On the occasion of 25 November 2023, a day of feminist mobilization and action to eliminate all forms of gender-based violence, a day of remembrance for those murdered and absent, we struggle together with all women and femininities who have experienced gender-based violence regardless of age, ethnicity, class, religion, culture, language or other characteristics.

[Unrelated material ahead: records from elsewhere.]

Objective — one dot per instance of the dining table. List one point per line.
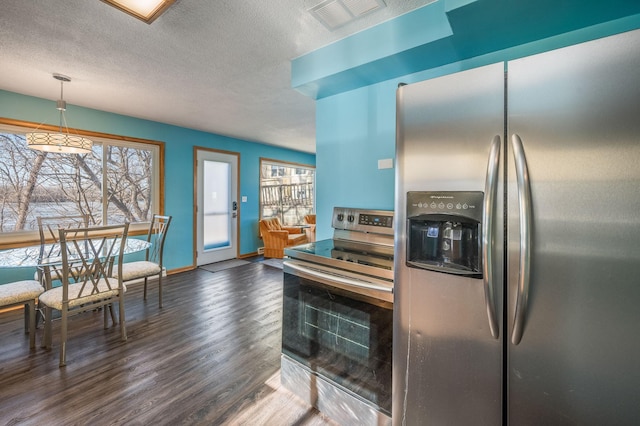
(38, 256)
(48, 256)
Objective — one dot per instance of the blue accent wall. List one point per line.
(179, 143)
(354, 80)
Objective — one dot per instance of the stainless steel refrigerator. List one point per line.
(517, 264)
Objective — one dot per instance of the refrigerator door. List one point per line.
(577, 358)
(447, 363)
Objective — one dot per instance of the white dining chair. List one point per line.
(152, 265)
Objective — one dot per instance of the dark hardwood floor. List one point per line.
(210, 356)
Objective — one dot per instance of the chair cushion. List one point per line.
(295, 239)
(135, 270)
(53, 297)
(19, 291)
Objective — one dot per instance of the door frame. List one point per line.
(196, 150)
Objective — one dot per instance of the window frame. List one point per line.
(281, 164)
(26, 238)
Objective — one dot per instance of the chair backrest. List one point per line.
(49, 227)
(88, 256)
(270, 224)
(158, 227)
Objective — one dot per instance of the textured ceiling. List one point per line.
(221, 66)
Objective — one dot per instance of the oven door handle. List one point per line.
(338, 278)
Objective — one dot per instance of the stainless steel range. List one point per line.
(338, 318)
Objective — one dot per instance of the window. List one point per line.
(119, 181)
(287, 191)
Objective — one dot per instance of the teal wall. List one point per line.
(179, 143)
(355, 108)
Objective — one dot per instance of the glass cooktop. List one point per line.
(344, 254)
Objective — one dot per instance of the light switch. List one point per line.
(386, 163)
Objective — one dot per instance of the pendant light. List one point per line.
(63, 141)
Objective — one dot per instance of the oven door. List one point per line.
(335, 327)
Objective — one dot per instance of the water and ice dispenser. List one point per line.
(444, 231)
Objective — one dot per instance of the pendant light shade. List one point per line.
(63, 141)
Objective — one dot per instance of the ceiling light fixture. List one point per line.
(334, 14)
(59, 142)
(145, 10)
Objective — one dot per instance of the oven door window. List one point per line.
(342, 336)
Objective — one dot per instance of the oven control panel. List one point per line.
(362, 220)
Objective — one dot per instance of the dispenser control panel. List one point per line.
(459, 203)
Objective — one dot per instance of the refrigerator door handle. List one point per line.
(490, 191)
(525, 212)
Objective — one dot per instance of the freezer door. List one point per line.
(577, 113)
(446, 361)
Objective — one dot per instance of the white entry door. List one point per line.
(217, 206)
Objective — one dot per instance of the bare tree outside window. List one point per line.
(286, 191)
(112, 184)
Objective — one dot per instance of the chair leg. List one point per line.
(32, 324)
(46, 338)
(113, 315)
(123, 327)
(27, 315)
(63, 337)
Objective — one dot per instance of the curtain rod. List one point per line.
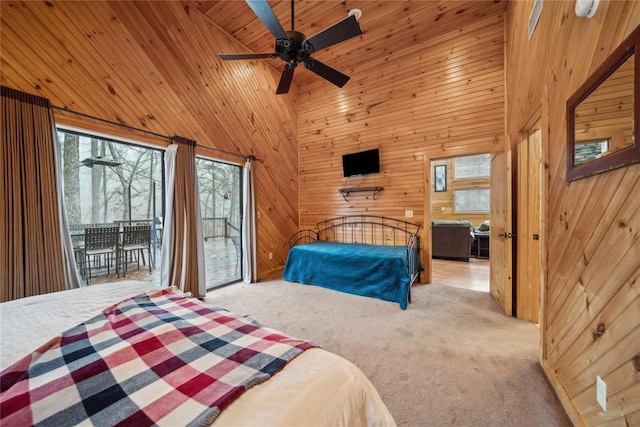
(169, 138)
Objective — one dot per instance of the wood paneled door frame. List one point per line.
(529, 265)
(501, 248)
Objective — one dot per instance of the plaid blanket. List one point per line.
(156, 359)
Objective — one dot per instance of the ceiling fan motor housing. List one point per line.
(294, 49)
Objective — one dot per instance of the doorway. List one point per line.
(460, 200)
(529, 263)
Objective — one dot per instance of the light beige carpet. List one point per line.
(451, 359)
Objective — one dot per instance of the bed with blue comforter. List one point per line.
(364, 255)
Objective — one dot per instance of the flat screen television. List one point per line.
(361, 163)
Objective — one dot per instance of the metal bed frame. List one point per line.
(368, 229)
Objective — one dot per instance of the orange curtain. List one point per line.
(31, 253)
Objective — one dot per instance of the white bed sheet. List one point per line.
(317, 388)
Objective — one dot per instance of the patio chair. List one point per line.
(135, 239)
(100, 245)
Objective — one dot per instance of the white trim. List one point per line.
(115, 138)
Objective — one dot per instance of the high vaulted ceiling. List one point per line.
(387, 25)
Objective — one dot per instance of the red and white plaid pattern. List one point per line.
(156, 359)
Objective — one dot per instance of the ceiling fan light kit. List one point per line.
(294, 47)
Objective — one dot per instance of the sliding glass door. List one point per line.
(220, 203)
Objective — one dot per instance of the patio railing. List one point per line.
(214, 227)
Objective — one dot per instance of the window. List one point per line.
(107, 180)
(107, 183)
(220, 205)
(472, 200)
(467, 167)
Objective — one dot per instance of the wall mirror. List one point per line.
(603, 115)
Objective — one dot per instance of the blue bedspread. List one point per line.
(360, 269)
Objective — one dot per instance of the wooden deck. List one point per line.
(221, 259)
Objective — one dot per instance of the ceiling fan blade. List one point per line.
(326, 72)
(233, 56)
(285, 79)
(338, 32)
(265, 13)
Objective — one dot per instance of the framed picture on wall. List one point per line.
(440, 177)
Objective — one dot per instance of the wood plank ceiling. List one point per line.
(388, 26)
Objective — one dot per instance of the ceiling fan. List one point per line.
(294, 47)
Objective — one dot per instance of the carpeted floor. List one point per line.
(451, 359)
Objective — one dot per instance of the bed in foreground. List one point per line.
(364, 255)
(167, 377)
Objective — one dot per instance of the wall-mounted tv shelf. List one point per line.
(346, 192)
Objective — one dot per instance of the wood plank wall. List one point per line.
(153, 65)
(433, 100)
(593, 234)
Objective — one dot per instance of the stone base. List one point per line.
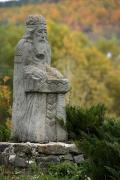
(24, 154)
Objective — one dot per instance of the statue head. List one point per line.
(36, 28)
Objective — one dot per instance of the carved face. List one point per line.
(40, 35)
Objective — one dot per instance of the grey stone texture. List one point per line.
(38, 89)
(23, 154)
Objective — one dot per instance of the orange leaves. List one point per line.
(116, 15)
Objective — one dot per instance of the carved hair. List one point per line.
(32, 23)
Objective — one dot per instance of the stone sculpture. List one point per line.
(38, 89)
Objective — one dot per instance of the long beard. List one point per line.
(40, 46)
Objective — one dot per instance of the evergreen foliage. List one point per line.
(99, 138)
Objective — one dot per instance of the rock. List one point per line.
(78, 159)
(19, 162)
(52, 148)
(73, 149)
(22, 148)
(67, 157)
(3, 146)
(48, 159)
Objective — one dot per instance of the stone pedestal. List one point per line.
(24, 154)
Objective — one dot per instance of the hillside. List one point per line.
(93, 17)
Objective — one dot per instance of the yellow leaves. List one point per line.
(5, 79)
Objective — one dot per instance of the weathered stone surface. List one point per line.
(78, 159)
(67, 157)
(18, 162)
(3, 146)
(48, 159)
(38, 89)
(52, 148)
(23, 154)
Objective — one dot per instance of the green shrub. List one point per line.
(4, 133)
(69, 170)
(98, 137)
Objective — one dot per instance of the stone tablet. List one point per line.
(38, 89)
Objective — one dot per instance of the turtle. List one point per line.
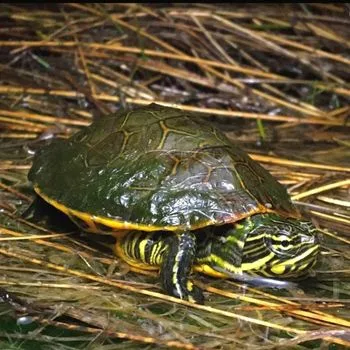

We unite our voice with feminist and women’s organizations and collectives and call on Saturday 25/11, 12.30 at Clafthmonos Square. 

We demand

✦ Legal recognition of femicide since the current Penal Code does not cover the gender and social dimension of the phenomenon, discrimination, inequality and power imbalance that are structural elements of femicide.

✦ Institutionalisation of the autonomy of public bodies for gender equality and their direct decoupling from demographic and family policy.

✦ Ensuring that the relevant state authorities (police, judicial authorities, medical and forensic staff, welfare and social services, etc.) apply the applicable laws, respect and safeguard the rights of survivors

✦ Equal and free access for all women/femininities to support structures (SOS line, counselling centres, shelters), with special measures for people with a refugee/migrant profile

✦ Ensuring the sustainability of the General Secretariat for Equality and Human Rights Network of Structures with adequate and stable resources and human resources.

✦ Expansion and strengthening of the Network of Structures in order to meet the pressing needs and the increasing demand for information services, counselling, legal representation and especially for accommodation for survivors

✦ Withdrawal of laws that relativise, undermine or jeopardise women’s guaranteed rights or trap them in stereotypical patriarchal and unequal roles (e.g. the law on compulsory co-parenting).

✦ Institutionalization and integration of inclusive sex education in compulsory education.

✦ Strengthening feminist and non-governmental organizations that support survivors of gender-based violence in order to prevent and respond to incidents of gender-based violence more effectively and comprehensively.